Juan Carlos’ case is just another example of a company benefiting from the hard work of an immigrant and then exploiting their undocumented status when the worker tries to exercise one of the few rights that workers have under the law. While the Pennsylvania Supreme Court held that Juan Carlos was entitled to medical benefits, it also found that illegal immigration status might justify terminating benefits for temporary total disability.

For more information see our fact sheets on immigrants’ rights and workers’ rights.

Dewakuku v. Martinez, Secretary of Housing and Urban Development (2001)

Serena Dewakuku bought a house that was built by the Hopi Tribal Housing Authority through an assistance program that helps low-income Indian families. After she bought the house, Serena found that it had serious structural and design problems. She reported this to the housing authority, but it did nothing to fix the problems. Serena sued claiming that the home she had bought from her housing authority did not meet the standards of a federal law called the Indian Housing Act, which was created to make sure any subsidized housing was of good quality.
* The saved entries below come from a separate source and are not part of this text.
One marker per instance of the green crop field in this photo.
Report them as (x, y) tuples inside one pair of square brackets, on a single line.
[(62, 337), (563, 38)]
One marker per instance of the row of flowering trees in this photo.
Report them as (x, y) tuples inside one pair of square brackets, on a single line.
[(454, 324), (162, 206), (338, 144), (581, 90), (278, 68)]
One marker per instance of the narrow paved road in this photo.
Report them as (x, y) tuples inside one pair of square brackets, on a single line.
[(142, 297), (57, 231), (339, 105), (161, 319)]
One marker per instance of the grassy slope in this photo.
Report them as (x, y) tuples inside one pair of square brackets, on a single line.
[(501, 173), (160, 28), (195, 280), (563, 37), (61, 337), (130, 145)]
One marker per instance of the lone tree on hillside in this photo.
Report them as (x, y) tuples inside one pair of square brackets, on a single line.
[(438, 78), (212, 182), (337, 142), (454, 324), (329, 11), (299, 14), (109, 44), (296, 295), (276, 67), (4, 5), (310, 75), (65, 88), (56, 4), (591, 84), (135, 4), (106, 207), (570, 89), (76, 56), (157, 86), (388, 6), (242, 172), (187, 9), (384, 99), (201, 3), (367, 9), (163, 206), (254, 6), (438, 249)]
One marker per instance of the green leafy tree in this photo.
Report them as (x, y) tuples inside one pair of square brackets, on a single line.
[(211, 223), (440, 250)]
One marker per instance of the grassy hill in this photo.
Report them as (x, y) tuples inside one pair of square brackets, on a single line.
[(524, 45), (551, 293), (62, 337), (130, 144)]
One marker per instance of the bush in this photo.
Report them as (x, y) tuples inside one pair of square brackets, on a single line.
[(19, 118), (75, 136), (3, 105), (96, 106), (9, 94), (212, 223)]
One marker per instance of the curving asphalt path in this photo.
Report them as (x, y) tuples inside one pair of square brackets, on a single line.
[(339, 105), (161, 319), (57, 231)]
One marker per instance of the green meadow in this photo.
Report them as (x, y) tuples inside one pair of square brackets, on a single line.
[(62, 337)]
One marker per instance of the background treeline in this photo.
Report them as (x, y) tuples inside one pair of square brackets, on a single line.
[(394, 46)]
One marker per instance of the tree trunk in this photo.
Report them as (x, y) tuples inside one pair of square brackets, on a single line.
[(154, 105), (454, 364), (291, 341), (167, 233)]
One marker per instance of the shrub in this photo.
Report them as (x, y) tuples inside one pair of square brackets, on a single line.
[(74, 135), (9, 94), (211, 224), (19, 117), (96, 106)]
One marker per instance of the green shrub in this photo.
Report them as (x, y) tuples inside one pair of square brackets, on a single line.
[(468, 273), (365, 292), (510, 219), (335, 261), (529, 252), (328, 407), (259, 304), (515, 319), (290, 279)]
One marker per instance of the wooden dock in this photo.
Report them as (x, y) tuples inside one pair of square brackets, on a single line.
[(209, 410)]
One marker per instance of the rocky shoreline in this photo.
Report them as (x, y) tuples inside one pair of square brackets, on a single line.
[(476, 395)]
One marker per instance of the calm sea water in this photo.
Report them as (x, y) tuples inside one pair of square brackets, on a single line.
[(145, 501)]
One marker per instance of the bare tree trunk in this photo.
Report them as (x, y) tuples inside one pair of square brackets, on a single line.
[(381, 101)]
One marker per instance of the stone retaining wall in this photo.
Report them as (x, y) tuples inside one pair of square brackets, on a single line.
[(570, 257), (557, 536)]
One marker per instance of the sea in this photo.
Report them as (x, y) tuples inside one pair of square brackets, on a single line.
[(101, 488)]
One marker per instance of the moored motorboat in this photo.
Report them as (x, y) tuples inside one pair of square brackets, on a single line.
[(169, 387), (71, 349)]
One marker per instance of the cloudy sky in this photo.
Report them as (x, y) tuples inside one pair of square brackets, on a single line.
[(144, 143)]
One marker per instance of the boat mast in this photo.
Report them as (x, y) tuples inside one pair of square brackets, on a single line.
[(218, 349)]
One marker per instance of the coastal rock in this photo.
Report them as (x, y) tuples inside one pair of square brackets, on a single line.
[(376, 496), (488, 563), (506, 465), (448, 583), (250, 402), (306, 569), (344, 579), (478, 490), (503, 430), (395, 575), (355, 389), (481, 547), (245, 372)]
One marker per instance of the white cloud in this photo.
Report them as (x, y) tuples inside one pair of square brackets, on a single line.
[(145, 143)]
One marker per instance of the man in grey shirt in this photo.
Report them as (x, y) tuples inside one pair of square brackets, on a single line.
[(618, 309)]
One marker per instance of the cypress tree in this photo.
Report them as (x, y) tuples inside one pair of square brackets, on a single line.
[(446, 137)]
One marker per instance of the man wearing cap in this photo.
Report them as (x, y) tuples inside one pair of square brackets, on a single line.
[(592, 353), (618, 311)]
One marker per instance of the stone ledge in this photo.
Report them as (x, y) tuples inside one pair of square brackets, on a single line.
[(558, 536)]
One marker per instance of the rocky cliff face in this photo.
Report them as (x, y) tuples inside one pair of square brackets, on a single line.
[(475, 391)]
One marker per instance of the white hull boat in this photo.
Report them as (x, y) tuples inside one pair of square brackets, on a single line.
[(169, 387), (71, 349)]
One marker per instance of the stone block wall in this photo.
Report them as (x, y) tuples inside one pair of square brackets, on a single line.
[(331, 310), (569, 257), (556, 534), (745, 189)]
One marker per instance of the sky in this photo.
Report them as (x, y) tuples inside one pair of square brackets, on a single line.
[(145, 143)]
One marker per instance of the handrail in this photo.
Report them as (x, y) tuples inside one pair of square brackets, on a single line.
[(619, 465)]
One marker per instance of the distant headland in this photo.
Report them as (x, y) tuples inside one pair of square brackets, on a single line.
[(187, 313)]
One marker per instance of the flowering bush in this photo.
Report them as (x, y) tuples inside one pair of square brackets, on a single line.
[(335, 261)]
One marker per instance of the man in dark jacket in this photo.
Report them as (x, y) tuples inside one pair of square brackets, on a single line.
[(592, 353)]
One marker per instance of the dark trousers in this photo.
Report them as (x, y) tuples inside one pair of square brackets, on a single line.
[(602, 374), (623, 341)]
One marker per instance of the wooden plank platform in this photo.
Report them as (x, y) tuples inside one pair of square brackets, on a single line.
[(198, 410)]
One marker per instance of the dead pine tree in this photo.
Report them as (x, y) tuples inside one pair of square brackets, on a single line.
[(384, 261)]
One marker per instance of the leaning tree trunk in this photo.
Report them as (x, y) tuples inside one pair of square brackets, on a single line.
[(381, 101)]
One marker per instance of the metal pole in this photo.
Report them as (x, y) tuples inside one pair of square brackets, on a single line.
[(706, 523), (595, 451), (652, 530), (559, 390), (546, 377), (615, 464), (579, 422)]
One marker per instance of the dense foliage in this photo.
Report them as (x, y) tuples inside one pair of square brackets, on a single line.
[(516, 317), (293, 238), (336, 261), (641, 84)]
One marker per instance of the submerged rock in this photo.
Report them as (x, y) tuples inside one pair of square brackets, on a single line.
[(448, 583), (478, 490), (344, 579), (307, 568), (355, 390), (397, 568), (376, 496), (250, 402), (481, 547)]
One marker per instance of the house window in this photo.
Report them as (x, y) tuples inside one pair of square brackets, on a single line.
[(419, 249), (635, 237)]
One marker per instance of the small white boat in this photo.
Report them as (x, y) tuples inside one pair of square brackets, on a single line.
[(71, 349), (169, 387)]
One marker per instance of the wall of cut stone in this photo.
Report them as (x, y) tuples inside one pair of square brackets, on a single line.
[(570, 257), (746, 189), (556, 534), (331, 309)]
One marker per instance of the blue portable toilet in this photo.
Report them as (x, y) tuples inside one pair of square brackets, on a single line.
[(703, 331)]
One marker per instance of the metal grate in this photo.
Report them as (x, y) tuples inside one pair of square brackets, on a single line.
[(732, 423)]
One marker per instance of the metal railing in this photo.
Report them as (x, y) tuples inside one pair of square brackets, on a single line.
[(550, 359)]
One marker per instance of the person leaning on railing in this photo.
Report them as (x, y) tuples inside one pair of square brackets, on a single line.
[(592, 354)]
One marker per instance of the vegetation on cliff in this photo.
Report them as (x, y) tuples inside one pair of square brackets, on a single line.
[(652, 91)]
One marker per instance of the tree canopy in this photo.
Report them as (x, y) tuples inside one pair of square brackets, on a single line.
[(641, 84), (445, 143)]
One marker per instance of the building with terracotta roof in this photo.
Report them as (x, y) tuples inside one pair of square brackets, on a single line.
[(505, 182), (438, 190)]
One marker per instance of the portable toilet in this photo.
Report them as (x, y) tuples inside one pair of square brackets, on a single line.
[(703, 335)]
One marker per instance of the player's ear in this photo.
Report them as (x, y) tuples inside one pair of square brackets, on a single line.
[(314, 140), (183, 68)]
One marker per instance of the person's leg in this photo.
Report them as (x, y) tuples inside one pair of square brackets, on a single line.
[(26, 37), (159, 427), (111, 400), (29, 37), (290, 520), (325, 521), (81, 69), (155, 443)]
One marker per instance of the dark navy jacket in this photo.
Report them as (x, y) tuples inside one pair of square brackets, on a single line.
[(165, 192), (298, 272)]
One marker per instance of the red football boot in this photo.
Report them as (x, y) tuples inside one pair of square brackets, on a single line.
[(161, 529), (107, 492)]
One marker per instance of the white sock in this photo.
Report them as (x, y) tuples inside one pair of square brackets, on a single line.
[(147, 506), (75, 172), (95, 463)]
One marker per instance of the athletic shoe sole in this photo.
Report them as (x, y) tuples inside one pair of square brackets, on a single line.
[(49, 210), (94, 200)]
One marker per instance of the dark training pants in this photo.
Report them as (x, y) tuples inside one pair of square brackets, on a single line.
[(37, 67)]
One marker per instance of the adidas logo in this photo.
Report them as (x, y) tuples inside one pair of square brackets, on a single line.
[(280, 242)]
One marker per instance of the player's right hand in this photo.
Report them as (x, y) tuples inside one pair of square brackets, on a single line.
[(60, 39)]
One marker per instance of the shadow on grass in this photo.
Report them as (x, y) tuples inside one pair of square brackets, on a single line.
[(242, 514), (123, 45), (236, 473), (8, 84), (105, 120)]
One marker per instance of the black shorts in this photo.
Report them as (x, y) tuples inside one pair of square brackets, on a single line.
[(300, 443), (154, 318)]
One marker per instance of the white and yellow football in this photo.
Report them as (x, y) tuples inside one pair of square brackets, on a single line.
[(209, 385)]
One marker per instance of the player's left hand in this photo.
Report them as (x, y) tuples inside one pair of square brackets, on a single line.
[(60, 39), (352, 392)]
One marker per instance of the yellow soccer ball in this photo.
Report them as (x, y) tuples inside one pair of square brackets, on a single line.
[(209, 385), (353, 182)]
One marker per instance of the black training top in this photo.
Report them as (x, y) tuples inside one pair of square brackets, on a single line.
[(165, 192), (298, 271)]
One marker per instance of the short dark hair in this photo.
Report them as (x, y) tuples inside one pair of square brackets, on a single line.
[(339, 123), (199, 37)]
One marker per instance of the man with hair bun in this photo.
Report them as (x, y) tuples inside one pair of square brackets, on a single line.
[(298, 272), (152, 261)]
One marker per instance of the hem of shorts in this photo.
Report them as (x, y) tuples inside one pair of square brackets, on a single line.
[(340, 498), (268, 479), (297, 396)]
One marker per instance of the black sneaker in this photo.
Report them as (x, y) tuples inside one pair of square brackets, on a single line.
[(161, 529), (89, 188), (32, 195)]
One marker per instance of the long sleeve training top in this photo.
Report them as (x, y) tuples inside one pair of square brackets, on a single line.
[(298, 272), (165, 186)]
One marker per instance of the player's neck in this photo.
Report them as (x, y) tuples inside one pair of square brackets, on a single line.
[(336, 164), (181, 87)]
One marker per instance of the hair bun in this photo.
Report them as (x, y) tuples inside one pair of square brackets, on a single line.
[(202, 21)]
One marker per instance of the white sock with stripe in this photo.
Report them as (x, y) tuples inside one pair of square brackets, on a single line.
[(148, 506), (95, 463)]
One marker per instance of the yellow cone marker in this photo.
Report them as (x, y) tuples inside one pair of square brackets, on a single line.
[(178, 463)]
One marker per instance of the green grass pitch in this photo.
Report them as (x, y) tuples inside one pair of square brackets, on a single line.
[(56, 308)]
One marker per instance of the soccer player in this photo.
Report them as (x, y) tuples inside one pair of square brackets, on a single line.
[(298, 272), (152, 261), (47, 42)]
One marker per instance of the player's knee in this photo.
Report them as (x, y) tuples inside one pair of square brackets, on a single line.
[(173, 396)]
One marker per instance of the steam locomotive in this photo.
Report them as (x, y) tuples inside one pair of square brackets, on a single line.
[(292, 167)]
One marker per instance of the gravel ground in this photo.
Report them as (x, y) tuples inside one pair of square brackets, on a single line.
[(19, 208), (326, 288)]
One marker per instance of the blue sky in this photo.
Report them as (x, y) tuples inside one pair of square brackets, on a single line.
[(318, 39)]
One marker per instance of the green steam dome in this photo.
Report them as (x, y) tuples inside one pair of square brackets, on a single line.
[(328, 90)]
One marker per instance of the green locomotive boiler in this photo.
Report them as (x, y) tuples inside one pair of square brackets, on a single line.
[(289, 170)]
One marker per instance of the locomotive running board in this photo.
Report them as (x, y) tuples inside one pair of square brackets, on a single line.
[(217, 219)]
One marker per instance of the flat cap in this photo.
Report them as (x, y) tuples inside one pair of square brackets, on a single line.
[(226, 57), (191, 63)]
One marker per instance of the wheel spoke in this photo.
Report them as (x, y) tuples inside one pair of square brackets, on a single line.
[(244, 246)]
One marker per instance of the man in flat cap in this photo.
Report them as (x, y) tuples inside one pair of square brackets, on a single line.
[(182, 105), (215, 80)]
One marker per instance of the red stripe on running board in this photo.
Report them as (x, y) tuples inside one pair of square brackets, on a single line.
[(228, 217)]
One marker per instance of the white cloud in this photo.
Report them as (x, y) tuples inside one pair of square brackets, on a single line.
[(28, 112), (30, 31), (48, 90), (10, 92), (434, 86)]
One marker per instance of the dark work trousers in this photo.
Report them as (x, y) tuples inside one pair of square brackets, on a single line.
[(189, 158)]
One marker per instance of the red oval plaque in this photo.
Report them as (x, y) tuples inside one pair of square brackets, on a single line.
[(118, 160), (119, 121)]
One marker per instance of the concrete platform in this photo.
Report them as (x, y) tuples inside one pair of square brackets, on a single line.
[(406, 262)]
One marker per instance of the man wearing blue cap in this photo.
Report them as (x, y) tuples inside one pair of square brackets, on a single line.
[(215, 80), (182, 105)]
The court that heard Serena’s case agreed that the housing authority had violated the law and ordered it to fix the problems. The housing authority challenged this ruling and the case went back to court. This time, the appeals court threw her case out of court on a technicality: This court said that although the housing law said Ms. Dewakuku had rights, it didn’t explicitly say she could go to court if those rights were violated.
Ms. Dewakuku couldn’t go to court and she was stuck with a defective and badly built home. This court tells us that even if a housing authority violates the law, the people who buy shoddily built homes have no legal remedy in court. We may think we have rights because of certain laws, but we can’t necessarily enforce them.